It's no secret to anyone that knows me: I bloody hate OAuth2. (I specifically say 2 because OAuth was a radically different beast.) I recently had occasion to use the Pocket API. I have very mixed feelings about this service, but I have paid for it before (for quite some time). Now I am trying to use the Kobo integration which syncs articles from Pocket. This seems a much better solution than Send to Kindle which I was previously using. However, to use it in practicality I had to somehow archive 5000+ links which I had imported into it, my ~10 year browser bookmark history.

I tried to use ChatGPT to generate this code, and it got something that looked very close but was in practicality useless. It was faster for me to write the code from scratch than to debug the famous LLM's attempt. So maybe don't retire your keyboard hands just yet, console jockeys.

import requests
from flask import Flask, redirect, session
import pdb

app = Flask(__name__)
app.secret_key = 'nonesuch'

CONSUMER_KEY = 'MYCONSUMERKEY'
REDIRECT_URI = 'http://localhost:5000/callback'
BATCH_SIZE = 1000    # max 5000

@app.route("/test")
def test():
    print("foo")


    resp = requests.post('https://getpocket.com/v3/oauth/request', json={
        'consumer_key': CONSUMER_KEY,
        'redirect_uri': REDIRECT_URI,
        'state': 'nonesuch',
    }, headers={'X-Accept': 'application/json'})
    data = resp.json()
    request_token = data['code']
    session['request_token'] = request_token


    uri = f'https://getpocket.com/auth/authorize?request_token={request_token}&redirect_uri={REDIRECT_URI}'

    return redirect(uri)



@app.route("/callback")
def callback():
    print("using request token", session['request_token'])
    resp = requests.post(
        'https://getpocket.com/v3/oauth/authorize',
        json={
            'consumer_key': CONSUMER_KEY,
            'code': session['request_token']
        },
        headers={'X-Accept': 'application/json'}
    )

    print("Status code for authorize was", resp.status_code)
    print(resp.headers)

    result = resp.json()
    print(result)
    access_token = result['access_token']
    print("Access token is", access_token)

    resp = requests.post(
        'https://getpocket.com/v3/get',
        json={
            'consumer_key': CONSUMER_KEY,
            'access_token': access_token,
            'state': 'unread',
            'sort': 'oldest',
            'detailType': 'simple',
            'count': BATCH_SIZE,
        }
    )
    x = resp.json()
    actions = []
    for y in x['list'].keys():
        actions.append({'action': 'archive', 'item_id': y})

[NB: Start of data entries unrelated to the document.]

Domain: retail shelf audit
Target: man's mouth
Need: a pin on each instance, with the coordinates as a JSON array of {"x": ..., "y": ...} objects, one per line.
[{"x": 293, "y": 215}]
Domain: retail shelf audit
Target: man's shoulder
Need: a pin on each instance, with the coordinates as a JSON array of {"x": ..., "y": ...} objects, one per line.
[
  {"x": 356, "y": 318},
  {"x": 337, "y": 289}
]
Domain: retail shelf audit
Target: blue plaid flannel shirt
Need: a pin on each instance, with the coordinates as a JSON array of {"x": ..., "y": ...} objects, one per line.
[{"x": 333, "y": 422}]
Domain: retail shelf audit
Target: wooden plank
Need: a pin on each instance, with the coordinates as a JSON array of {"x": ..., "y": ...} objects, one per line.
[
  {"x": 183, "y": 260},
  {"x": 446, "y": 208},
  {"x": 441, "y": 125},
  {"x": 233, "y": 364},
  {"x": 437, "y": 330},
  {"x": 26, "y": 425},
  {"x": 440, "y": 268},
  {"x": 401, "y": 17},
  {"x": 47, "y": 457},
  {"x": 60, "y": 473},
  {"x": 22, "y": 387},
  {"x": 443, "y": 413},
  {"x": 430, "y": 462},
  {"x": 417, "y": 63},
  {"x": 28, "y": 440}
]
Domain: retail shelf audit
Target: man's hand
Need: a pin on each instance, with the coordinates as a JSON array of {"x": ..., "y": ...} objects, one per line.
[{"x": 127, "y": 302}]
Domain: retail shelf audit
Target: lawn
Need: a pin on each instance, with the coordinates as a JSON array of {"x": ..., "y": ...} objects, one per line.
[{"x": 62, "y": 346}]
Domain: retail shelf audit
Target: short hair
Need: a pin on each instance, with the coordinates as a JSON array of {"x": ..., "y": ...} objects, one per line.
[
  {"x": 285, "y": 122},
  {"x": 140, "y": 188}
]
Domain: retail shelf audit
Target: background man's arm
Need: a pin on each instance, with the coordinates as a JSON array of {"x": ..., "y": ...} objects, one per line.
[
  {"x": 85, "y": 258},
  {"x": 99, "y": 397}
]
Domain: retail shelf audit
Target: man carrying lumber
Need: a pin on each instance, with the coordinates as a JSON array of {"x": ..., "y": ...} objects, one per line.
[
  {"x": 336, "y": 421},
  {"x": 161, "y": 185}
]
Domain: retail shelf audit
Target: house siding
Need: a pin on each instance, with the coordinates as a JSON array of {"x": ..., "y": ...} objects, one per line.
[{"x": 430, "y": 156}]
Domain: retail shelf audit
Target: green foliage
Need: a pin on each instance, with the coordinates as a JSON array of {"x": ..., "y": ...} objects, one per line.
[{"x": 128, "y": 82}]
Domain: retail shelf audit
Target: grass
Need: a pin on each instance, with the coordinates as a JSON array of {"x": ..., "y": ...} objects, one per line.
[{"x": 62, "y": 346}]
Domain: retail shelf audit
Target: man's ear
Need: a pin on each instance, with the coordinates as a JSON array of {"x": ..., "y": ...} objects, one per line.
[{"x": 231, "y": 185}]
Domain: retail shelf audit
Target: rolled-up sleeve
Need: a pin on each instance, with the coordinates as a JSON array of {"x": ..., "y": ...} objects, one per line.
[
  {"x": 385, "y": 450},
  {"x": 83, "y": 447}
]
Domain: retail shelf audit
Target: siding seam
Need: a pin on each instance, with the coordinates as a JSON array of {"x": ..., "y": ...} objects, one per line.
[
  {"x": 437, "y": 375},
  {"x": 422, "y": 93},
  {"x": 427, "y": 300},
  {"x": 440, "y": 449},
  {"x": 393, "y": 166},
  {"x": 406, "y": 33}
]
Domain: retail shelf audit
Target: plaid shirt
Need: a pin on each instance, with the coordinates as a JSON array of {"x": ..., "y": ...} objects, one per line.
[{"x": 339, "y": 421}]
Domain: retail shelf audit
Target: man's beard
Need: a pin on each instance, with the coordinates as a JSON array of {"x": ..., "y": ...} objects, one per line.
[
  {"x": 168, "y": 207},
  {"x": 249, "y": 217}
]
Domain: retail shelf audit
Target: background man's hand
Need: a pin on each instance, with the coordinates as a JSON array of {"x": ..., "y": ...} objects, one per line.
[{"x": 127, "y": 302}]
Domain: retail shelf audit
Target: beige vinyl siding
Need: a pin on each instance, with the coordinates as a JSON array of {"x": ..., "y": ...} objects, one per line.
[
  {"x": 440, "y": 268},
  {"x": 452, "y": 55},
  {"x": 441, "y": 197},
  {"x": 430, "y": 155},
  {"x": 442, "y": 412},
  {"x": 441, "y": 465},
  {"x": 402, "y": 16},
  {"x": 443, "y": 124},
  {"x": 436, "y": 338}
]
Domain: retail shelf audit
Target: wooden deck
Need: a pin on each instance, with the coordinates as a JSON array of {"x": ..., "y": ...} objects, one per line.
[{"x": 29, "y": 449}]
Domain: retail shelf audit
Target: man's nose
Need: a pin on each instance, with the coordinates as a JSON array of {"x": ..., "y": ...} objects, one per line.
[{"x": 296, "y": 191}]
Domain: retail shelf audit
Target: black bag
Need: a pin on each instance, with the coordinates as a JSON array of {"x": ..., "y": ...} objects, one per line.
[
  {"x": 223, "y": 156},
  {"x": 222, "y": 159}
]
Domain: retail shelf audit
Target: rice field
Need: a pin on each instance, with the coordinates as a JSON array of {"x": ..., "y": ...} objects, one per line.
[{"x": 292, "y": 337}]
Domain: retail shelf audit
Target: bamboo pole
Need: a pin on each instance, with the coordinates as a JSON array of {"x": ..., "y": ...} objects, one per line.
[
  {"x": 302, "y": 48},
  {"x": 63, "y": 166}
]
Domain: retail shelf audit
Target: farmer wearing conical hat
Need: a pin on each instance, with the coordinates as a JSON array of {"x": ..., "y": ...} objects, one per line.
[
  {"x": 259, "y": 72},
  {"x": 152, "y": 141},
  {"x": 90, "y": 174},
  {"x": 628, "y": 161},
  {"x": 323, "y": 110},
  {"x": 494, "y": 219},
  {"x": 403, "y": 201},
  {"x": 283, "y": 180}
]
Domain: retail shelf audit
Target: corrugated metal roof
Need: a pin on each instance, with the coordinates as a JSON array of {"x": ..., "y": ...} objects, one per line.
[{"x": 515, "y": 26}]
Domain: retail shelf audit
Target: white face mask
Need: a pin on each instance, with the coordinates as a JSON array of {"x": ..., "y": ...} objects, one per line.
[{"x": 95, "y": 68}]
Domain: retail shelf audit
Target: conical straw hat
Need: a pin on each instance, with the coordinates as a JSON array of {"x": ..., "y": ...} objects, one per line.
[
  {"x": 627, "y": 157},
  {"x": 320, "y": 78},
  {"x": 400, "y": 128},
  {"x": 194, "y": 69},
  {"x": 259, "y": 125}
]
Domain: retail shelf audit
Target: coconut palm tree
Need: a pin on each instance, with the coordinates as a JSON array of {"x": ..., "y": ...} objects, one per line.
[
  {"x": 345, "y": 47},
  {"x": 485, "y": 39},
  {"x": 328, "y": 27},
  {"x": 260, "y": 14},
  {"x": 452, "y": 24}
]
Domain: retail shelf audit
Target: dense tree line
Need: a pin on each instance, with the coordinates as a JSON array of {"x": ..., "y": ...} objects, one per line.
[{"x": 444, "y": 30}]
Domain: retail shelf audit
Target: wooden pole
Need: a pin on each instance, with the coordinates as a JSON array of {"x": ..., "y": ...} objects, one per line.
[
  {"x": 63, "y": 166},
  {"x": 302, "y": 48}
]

    print("Sending", len(actions), "actions")

    resp = requests.post(
        'https://getpocket.com/v3/send',
        json={
            'actions': actions,
            'access_token': access_token,
            'consumer_key': CONSUMER_KEY
        }
    )
    print(resp.text)


    return f"<p>Access token is {access_token}</p>"

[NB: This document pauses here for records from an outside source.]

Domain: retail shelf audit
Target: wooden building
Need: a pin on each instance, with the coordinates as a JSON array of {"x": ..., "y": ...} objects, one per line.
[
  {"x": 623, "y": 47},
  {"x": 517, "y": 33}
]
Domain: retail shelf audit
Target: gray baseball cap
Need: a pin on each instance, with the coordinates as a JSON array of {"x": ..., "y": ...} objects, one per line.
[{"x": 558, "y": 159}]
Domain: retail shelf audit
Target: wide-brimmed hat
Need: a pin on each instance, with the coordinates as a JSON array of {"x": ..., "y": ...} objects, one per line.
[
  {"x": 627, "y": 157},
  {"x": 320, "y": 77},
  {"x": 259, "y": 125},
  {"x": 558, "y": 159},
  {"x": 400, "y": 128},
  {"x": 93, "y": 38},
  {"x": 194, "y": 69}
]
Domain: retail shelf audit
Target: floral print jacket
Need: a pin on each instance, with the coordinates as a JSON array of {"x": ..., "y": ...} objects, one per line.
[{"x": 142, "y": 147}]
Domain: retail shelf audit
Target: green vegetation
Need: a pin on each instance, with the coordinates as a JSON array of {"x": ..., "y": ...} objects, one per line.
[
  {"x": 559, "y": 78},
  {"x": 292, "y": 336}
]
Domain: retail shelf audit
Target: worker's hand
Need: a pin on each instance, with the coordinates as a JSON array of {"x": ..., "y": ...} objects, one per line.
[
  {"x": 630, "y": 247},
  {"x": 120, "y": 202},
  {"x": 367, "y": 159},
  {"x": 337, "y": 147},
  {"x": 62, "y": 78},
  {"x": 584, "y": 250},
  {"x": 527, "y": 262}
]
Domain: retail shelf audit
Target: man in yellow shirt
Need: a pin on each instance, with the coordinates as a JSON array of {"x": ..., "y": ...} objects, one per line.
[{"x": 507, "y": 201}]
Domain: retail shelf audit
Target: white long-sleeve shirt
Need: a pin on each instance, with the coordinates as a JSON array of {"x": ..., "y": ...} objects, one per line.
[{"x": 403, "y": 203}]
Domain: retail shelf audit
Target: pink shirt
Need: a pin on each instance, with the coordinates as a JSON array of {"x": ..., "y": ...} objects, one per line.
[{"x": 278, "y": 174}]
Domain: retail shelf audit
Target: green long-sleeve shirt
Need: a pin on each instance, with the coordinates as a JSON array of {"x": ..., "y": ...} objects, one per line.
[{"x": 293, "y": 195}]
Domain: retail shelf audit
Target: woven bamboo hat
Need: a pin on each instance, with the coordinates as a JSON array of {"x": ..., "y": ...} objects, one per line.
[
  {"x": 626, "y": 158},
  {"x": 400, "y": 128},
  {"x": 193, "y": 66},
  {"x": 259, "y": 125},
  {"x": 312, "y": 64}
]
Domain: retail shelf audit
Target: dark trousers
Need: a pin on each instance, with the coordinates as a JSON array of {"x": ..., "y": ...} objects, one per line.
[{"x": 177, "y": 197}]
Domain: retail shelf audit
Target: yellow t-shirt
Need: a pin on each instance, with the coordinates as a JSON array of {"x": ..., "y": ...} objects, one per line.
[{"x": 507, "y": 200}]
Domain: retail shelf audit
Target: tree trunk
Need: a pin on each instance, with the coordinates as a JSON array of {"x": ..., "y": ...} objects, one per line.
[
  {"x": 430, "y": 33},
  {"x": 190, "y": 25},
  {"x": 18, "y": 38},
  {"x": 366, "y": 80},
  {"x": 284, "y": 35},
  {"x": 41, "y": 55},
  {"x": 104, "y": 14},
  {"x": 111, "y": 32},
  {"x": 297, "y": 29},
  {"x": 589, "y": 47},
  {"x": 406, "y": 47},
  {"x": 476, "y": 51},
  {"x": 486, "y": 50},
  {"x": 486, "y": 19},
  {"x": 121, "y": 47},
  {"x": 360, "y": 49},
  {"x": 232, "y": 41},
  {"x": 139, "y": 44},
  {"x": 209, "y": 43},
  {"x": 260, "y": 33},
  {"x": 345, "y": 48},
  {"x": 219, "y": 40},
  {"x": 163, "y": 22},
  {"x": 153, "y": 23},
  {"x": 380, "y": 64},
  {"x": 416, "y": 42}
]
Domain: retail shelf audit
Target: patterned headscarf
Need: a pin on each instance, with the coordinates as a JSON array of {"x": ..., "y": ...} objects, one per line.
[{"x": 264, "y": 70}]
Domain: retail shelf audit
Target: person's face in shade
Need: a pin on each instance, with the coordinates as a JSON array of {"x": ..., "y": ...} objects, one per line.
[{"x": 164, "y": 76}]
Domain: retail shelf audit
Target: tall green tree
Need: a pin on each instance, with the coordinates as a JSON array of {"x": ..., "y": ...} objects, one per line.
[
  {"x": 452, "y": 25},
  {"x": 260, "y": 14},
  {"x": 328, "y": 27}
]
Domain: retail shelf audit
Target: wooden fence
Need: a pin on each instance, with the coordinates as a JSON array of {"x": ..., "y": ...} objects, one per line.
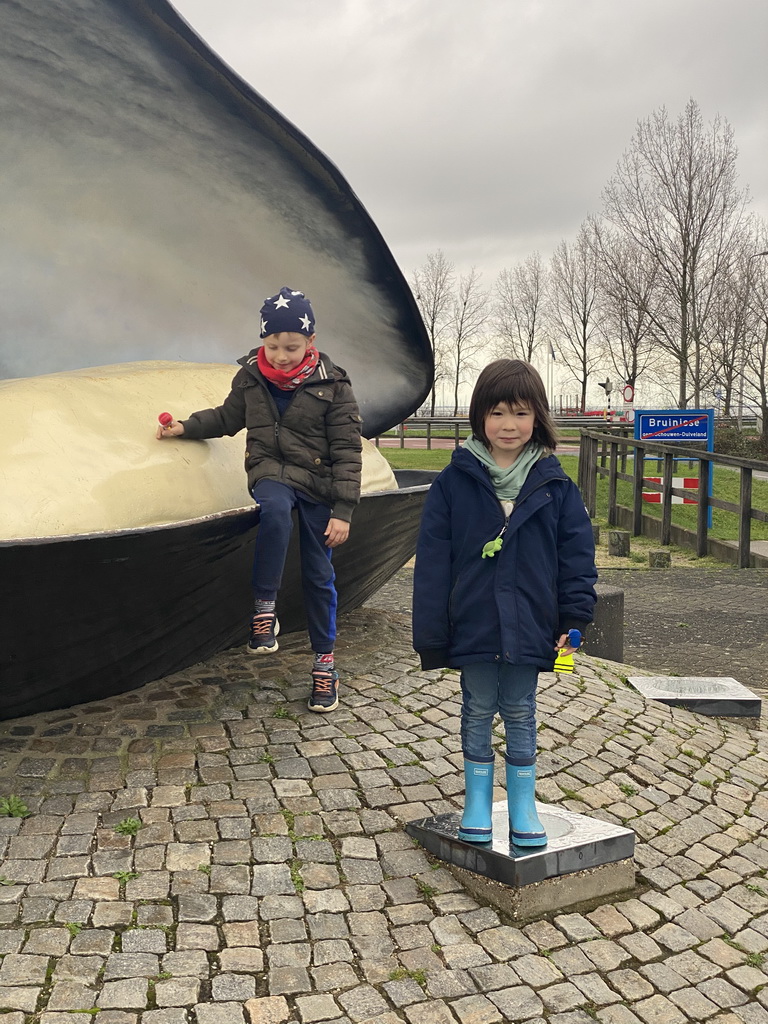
[{"x": 605, "y": 455}]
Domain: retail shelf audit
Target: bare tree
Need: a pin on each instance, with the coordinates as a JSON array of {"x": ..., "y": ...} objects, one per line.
[
  {"x": 756, "y": 361},
  {"x": 730, "y": 328},
  {"x": 572, "y": 308},
  {"x": 628, "y": 279},
  {"x": 471, "y": 310},
  {"x": 517, "y": 308},
  {"x": 674, "y": 194},
  {"x": 433, "y": 288}
]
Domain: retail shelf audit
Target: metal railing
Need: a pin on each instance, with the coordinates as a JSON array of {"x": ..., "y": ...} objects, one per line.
[{"x": 605, "y": 455}]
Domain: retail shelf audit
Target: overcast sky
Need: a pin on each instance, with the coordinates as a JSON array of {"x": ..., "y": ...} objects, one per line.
[{"x": 488, "y": 129}]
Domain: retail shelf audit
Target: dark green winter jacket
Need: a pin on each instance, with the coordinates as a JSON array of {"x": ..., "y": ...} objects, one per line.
[{"x": 314, "y": 446}]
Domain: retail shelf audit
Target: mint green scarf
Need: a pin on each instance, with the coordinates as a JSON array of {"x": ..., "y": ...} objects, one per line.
[{"x": 507, "y": 482}]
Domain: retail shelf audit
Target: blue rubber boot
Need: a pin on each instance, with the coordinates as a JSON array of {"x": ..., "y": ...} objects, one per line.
[
  {"x": 476, "y": 823},
  {"x": 524, "y": 826}
]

I believe it's mandatory to make this an actual web app, hence the use of Flask. I hate OAuth2. The Pocket implementation of OAuth2 is subtly quirky (what a freakin' surprise). Also, this API is pretty strange, it doesn't even make any attempt at being RESTful, though the operation batching is rather nifty. It's rather pleasant that you can work in batches of 1000 items at a time, though. I expected a lower limit. If I cranked the batch size up to 5000 I effectively KO'd the API and started getting 500s.

This script doesn't actually archive everything because it doesn't loop. That's left as an exercise for the reader for now.